George Pugh and his wife and lifelong collaborator, Jean Pugh, are well known among lawyers in Louisiana. Many have known George and Jean as colleagues and friends. More have had the privilege of being taught by George during his long career as a Professor at the Paul M. Hebert Law Center of Louisiana State University. All who practice in this state know George as a towering figure of Louisiana law; as “father” of the Louisiana Code of Evidence; and as a consistent voice for reason, moderation, and intellectual honesty in the administration of justice. It is to honor George and Jean, and to carry on their work, that the George W. and Jean H. Pugh Institute for Justice was founded.
Born on Bayou Lafourche, George earned a B.A from LSU in 1947, a J.D. from LSU in 1950, a J.S.D. from Yale in 1952, and received an honorary doctorate from L’Universite Aix-Marseille III in 1984. Jean Pugh graduated with honors from Vassar College in 1951, and was admitted to the Louisiana Bar in 1962.
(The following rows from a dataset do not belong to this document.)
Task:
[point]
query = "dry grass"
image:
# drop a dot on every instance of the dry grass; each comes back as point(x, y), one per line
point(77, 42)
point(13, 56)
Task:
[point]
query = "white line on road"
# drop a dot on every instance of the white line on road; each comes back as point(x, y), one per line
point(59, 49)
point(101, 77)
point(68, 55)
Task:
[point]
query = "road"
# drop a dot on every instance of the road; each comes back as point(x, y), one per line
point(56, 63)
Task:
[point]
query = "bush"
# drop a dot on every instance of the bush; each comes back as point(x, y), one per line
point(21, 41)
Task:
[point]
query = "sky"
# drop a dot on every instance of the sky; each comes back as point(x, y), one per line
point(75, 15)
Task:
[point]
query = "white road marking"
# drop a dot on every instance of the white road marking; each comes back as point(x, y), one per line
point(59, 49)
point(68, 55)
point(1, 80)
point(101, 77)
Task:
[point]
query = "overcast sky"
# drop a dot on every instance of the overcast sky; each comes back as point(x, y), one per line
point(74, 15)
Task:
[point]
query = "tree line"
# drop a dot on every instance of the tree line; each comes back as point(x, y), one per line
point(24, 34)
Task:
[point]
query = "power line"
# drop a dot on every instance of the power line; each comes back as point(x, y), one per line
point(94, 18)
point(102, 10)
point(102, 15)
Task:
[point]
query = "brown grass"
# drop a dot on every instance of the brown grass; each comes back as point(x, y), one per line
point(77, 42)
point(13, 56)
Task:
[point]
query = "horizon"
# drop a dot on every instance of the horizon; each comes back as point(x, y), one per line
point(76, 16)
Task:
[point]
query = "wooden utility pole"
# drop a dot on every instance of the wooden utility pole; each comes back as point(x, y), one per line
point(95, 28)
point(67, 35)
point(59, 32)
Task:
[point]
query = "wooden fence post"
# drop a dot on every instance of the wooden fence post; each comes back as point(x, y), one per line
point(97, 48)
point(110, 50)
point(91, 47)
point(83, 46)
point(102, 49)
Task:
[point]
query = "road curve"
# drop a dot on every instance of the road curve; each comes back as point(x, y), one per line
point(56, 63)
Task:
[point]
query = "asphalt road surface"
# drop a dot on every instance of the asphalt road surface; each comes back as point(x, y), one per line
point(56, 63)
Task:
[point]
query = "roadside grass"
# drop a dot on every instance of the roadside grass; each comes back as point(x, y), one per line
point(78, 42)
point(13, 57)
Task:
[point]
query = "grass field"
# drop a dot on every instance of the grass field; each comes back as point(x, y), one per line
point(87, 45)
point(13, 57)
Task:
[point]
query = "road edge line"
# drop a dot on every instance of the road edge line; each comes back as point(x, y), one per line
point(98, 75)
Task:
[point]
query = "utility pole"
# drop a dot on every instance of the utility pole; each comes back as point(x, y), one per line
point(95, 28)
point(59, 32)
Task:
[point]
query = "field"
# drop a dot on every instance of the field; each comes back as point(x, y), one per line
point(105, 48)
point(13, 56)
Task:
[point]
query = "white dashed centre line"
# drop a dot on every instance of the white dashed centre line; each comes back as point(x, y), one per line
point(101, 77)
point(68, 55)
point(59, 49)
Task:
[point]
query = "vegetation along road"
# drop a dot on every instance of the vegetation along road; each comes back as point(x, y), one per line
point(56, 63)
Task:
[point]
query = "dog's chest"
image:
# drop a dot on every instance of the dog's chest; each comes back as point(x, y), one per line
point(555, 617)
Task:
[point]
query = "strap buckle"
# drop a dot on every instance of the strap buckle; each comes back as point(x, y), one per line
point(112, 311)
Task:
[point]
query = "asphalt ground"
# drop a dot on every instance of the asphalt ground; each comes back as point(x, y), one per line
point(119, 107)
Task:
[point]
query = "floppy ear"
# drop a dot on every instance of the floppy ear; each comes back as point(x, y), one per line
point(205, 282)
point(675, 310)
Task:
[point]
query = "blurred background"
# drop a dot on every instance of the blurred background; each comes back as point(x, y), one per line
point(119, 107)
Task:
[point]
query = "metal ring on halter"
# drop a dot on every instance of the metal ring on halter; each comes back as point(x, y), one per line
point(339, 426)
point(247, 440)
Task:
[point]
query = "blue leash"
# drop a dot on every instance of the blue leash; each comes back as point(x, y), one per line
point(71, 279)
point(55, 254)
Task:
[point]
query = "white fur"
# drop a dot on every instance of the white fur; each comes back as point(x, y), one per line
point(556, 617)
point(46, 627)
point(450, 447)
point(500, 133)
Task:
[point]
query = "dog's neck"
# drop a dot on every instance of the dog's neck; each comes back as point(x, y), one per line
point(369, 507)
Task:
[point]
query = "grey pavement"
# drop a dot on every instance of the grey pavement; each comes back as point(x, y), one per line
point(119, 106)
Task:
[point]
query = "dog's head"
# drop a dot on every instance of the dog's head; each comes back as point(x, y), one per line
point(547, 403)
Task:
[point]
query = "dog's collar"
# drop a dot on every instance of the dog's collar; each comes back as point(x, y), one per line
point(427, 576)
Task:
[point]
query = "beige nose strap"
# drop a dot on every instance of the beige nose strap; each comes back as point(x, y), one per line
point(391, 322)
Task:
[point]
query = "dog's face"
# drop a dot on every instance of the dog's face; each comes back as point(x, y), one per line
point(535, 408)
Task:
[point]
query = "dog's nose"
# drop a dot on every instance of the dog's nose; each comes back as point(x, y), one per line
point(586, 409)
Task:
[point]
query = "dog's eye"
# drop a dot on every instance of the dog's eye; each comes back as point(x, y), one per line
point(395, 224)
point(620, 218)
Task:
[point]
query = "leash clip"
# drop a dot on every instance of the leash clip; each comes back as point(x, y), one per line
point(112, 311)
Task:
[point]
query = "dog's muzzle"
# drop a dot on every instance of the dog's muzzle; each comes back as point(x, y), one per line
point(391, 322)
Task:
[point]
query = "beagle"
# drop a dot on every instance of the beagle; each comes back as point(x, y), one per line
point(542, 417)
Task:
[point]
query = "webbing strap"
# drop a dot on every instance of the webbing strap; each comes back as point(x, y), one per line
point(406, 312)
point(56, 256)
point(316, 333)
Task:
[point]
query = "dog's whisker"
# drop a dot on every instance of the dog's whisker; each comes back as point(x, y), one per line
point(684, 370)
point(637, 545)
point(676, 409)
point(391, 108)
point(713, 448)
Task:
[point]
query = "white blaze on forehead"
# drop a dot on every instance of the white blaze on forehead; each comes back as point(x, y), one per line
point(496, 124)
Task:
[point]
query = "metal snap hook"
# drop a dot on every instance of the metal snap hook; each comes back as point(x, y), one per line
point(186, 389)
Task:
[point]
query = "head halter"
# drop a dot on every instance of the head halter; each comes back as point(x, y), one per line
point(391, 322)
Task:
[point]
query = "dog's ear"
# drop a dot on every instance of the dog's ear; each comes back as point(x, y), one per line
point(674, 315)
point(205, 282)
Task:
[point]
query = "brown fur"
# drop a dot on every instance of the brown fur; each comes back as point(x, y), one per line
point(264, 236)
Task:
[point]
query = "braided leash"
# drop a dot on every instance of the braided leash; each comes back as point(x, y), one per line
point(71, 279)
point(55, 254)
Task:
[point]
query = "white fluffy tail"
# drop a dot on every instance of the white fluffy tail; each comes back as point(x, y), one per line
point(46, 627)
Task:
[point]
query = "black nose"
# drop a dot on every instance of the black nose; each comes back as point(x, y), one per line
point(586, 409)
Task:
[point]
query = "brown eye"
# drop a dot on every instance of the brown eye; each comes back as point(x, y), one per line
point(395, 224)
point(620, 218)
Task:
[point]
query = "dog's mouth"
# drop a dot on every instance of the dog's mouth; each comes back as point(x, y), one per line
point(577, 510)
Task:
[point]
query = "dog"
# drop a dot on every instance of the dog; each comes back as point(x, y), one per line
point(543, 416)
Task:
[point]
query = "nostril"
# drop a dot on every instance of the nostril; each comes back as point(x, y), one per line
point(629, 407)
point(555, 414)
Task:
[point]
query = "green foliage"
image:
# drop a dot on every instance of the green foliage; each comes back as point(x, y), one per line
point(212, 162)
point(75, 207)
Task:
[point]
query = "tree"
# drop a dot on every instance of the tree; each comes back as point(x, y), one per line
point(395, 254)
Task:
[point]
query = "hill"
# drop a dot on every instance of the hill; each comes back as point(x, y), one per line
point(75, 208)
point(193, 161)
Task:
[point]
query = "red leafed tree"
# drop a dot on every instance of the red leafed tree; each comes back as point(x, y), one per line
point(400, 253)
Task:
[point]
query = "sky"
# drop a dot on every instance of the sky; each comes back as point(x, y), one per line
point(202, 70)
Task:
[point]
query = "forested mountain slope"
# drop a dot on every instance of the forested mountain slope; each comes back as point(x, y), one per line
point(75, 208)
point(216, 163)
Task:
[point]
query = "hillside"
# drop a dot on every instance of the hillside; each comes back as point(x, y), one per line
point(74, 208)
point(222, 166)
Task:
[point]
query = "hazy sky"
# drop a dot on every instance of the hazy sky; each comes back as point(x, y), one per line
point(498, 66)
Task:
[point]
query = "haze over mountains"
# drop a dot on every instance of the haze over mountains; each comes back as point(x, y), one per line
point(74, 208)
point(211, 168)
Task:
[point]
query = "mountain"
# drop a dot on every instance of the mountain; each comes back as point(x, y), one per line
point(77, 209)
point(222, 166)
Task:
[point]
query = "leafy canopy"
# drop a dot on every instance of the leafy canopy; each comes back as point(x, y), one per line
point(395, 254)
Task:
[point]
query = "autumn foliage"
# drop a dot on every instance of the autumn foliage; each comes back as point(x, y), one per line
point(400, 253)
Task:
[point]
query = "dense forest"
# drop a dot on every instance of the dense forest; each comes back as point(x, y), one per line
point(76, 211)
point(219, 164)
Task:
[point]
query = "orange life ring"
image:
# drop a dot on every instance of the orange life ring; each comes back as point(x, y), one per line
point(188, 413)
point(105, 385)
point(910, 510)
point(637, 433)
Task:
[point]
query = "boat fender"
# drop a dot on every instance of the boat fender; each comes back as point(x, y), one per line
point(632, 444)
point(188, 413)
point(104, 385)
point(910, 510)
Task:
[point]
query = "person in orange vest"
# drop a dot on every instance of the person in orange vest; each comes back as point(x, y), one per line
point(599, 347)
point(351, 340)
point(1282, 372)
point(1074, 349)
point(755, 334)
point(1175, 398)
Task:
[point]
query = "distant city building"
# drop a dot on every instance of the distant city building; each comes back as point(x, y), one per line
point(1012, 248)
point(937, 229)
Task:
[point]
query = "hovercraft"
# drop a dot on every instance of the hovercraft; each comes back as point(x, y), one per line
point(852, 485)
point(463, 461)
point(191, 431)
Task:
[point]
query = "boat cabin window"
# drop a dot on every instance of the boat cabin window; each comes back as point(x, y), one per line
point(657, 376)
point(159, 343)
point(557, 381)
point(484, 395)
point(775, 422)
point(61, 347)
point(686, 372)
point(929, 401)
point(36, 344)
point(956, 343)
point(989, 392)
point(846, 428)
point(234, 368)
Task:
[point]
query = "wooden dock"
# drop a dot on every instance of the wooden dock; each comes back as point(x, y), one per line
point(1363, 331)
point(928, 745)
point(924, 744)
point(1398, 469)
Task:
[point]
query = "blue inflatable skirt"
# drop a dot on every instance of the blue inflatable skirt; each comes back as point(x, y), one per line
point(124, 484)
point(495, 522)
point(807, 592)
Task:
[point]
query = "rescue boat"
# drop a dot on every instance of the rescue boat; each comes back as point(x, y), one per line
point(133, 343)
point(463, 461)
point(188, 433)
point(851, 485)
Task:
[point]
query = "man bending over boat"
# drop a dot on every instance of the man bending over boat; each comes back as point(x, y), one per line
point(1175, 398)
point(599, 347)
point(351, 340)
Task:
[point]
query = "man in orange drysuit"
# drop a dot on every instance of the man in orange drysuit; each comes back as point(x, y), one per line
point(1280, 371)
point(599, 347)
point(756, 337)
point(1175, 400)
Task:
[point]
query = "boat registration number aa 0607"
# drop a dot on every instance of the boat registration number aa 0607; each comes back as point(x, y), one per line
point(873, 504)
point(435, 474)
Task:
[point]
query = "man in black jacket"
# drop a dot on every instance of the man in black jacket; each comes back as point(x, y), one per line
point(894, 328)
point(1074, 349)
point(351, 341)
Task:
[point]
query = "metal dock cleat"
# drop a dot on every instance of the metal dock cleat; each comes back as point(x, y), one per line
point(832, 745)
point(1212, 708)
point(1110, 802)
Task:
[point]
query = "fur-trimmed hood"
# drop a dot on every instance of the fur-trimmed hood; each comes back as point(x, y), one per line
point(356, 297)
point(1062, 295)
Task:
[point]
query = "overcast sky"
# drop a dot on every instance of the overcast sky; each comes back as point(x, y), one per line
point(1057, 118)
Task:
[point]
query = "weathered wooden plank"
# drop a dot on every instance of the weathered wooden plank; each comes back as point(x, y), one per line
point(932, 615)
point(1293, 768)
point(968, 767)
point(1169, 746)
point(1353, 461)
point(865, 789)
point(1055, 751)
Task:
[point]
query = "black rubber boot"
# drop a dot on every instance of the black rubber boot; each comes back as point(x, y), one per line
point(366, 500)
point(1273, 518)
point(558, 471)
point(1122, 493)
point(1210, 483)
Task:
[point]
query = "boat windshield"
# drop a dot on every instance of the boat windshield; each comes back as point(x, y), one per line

George began full-time teaching at the Law Center in 1952, and remained on the faculty until his retirement in 1994. George has served the bench and bar in many capacities: Louisiana’s first Judicial Administrator; an ad hoc judge on the Louisiana Court of Appeal; a prolific writer on the law of evidence and the administration of justice. George is well-known as a long-time member of the Council of the Louisiana State Law Institute and Co-Reporter for the Institute’s Projet for a Louisiana Code of Evidence, enacted into law by the Louisiana Legislature in 1988. Among graduates of the LSU Law Center, however, George will best be remembered as their teacher. In his fortytwo years on the faculty, George taught and inspired two full generations of Louisiana attorneys. His classes were intense, marked by close attention to the facts, rigorous examination of the text, and an immense fund of knowledge that could be brought to bear on any issue. He taught his students profound lessons about what the law can, and should, be. Those lessons continue to resonate today, in the lives of his students and in the work of this Institute.